Skyworth Group Calls 13 May 2026 AGM; Seeks 20% Issuance Mandate, 10% Buy-Back Limit and Re-election of Four Directors

Bulletin Express04-16 17:03

Skyworth Group Limited will hold its annual general meeting (AGM) on 13 May 2026 at United Centre, Admiralty, Hong Kong. Key resolutions to be tabled include fresh general mandates for share issuance and repurchase, and the re-election of four directors.

Share Issuance Mandate • Board requests authority to allot and deal with up to 378.40 million new shares—equivalent to 20% of the 1.89 billion issued shares (excluding treasury shares) recorded on the latest practicable date, 10 April 2026. • The mandate also allows the number of repurchased shares (see below) to be added back to the issuance limit.

Share Repurchase Mandate • Directors seek approval to buy back up to 189.20 million shares, or 10% of the current issued share capital. • The company held no treasury shares as of 10 April 2026. • Any repurchased shares may be cancelled or held in treasury, subject to Listing Rules and Bermuda law.

Director Re-elections • Executive Directors: Lin Jin (Chairman) and Shi Chi (CEO). • Independent Non-executive Directors: Cheong Ying Chew, Henry and Sun Wei Yung, Kevin. – The nomination committee confirmed both INEDs’ independence—Mr Cheong despite serving more than nine years. – Remuneration (per current contracts): Lin Jin and Shi Chi each receive RMB 500,000 director’s fee plus up to RMB 3.00 million salary; INEDs Cheong and Sun are entitled to HKD 528,000 annually as director’s fee.

Register Closure • Share transfer registration will be suspended from 8 May 2026 to 13 May 2026, inclusive.

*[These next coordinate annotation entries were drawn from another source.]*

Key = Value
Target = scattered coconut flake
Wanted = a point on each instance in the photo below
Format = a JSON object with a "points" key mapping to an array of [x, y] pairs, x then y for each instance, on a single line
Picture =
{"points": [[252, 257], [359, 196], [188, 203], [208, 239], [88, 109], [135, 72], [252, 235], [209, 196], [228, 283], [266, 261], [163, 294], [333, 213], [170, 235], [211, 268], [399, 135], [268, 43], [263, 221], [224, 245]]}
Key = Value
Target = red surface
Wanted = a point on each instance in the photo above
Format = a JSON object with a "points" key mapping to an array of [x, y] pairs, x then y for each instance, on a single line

Shareholders must lodge transfers by 4:30 p.m. on 7 May 2026 to qualify for AGM attendance and voting.

Auditors and Other Business • Re-appointment of Deloitte Touche Tohmatsu as external auditor for 2026 and authorisation for the board to set its remuneration will also be put to vote. • All AGM resolutions will be decided by poll as required under Hong Kong Listing Rules.

The board recommends shareholders support all proposed resolutions, citing additional capital-management flexibility and continuity in board composition.